We talk about low value of D/E ratio where the value has gone to the level of 1.0 but here the value has gone below 0, in which bracket to put these types of company.

What does it tells you?

It tells you about the financial stability of the company as:

  1. If the 5 year trend of D/E ratio decreasing then you should definitely check the fundamentals of the company, it will going to perform outstanding in the future.
  2. If the 5 year trend of D/E ratio is increasing then you should stay away from the company.
  3. If the 5 year trend of D/E ratio remains constant then you should check the shareholding pattern first, if it also remain constant then go through the projects on which the company is working if company is not working on any capital intensive project then it is advised to not invest in these types of companies.

Jet airways: Case study

Jet airways is one of the best case to understand the importance of D/E ratio, at one time company’s share is trading 500 rupee and the company keeps on increasing its debt because aviation industry requires hugh amount of cash to buy equipments necessary for the company.

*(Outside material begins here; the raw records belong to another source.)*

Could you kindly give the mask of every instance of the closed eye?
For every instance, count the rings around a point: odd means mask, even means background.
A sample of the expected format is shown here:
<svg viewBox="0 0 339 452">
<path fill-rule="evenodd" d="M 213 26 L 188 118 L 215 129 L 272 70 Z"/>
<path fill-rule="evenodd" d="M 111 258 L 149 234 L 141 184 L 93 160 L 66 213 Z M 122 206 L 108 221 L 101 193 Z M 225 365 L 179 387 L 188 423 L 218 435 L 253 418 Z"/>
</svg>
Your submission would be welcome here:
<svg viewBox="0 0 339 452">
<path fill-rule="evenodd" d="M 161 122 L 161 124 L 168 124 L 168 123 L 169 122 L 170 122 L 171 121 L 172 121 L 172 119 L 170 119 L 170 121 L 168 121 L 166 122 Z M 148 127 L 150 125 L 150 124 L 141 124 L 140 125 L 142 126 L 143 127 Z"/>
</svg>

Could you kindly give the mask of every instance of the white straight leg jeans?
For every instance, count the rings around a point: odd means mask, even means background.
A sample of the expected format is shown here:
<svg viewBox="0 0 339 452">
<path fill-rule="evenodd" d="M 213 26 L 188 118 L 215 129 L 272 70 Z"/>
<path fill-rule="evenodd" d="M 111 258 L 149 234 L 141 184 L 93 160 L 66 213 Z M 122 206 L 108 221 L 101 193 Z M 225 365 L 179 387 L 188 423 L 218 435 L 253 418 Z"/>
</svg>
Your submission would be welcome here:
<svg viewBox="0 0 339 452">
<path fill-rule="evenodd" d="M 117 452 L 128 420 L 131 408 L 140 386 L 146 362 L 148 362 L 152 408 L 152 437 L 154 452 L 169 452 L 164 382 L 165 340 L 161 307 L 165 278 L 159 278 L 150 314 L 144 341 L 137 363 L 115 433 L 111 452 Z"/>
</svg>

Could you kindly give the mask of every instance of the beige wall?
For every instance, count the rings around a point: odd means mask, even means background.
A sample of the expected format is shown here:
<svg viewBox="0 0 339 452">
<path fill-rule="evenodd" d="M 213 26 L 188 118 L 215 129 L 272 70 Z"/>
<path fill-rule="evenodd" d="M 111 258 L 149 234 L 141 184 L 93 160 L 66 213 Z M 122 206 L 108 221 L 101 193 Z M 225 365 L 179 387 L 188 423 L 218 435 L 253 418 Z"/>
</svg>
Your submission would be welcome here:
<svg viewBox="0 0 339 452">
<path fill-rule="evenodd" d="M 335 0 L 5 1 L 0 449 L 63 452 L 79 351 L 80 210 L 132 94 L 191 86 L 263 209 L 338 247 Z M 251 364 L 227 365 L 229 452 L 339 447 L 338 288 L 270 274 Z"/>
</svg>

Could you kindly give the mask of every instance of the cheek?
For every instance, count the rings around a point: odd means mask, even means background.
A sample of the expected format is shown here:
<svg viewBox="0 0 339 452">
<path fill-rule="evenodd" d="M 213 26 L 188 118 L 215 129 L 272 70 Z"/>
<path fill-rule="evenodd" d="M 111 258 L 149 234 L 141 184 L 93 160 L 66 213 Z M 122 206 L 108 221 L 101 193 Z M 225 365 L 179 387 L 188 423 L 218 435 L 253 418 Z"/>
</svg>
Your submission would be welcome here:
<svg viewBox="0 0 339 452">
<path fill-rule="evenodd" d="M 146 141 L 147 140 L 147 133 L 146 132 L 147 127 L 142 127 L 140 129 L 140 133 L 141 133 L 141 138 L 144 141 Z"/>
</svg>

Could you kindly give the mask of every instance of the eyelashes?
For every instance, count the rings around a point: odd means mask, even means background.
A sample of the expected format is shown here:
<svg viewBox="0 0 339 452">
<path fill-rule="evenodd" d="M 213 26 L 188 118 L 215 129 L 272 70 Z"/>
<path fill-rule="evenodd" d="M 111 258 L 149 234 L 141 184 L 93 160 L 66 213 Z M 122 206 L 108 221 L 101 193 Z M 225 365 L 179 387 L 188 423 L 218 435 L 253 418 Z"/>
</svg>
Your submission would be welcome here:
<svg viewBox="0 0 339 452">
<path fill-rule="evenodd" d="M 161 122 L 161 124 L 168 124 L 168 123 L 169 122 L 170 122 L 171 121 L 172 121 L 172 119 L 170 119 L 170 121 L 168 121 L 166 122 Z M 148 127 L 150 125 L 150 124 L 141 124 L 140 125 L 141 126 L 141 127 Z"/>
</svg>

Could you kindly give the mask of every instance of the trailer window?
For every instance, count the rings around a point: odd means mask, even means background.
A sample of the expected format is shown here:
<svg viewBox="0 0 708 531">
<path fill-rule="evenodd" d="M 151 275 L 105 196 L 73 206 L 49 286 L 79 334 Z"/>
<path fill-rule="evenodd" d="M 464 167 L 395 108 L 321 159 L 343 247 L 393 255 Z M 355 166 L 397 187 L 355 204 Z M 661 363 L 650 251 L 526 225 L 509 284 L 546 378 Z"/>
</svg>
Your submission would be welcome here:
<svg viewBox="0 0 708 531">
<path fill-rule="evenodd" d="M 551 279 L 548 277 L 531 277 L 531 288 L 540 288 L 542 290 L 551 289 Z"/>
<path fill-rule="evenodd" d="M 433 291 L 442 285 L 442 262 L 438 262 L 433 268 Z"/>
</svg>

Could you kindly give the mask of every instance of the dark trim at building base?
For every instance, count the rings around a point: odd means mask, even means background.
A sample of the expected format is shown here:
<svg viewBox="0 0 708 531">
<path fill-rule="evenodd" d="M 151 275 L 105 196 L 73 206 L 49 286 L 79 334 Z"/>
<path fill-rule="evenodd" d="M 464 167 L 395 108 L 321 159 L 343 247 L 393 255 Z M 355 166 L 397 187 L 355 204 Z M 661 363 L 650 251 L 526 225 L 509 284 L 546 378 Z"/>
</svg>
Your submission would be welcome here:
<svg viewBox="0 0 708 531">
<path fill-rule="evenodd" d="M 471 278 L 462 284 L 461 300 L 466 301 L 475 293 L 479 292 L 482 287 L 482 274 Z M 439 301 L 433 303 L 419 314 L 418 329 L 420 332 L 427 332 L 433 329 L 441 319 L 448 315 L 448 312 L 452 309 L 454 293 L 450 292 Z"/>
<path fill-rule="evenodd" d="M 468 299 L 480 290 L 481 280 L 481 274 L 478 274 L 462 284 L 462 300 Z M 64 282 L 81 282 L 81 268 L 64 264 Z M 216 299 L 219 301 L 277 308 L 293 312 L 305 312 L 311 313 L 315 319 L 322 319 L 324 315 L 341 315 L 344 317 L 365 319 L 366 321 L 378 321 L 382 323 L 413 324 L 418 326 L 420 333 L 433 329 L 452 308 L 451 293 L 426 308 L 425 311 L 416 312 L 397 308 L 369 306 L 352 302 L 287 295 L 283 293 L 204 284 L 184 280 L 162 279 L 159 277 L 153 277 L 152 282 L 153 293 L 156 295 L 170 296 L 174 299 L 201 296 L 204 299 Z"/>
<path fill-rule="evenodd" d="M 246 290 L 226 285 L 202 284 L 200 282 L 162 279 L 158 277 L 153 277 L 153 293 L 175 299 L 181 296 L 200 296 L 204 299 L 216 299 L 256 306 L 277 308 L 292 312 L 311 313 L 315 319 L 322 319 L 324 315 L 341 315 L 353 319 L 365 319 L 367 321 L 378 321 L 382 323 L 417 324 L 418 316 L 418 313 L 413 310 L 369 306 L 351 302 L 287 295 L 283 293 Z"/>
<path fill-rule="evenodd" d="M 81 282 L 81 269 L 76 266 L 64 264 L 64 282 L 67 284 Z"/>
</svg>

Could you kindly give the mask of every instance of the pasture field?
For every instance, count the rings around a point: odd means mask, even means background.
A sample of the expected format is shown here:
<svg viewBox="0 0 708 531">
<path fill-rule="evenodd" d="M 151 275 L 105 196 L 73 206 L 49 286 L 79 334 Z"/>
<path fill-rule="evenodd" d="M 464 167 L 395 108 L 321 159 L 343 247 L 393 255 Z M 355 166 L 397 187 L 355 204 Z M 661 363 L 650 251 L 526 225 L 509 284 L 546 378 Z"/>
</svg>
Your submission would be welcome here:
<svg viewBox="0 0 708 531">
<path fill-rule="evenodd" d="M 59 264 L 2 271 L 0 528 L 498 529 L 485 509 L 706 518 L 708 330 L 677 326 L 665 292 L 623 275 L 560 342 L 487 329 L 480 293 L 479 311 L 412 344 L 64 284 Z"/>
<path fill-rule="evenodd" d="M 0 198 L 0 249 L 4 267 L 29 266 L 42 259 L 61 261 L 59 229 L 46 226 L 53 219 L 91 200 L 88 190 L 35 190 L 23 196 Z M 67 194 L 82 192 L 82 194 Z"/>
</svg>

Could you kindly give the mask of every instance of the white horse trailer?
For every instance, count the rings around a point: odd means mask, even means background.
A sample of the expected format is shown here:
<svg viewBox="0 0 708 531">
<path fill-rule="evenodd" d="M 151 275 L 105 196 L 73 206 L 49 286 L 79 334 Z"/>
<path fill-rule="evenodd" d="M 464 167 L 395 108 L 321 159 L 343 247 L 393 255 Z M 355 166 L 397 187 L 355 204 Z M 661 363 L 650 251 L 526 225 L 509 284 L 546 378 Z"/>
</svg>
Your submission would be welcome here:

For 1-2 year people believed with the mission of the company, where they see the fundamentals are not that good according to the amount of debt company is having.

But then people starts to loose confidence in the company, where they start booking profit and square off their position from the market.

And then slowly share comes down 300, then 150, then 75, then 30, then 10, and now share is trading about 1 rupees.

I share strong emotions to those investor who see great potential in the company even at 100, or at 50, I mean how can it be possible with such a huge leverages over the company.

The only thing which is increasing with the jet airways is their non-current liabilities, not their profit and nothing but the long term obligations.

When you see the last 5 year trend of the D/E ratio of the company, you will going to see that from 2:1 their D/E ratio gone to 6:1 like what the market could takeaway form this scenario nothing but not to invest in the company where the D/E ratio goes above 2:1.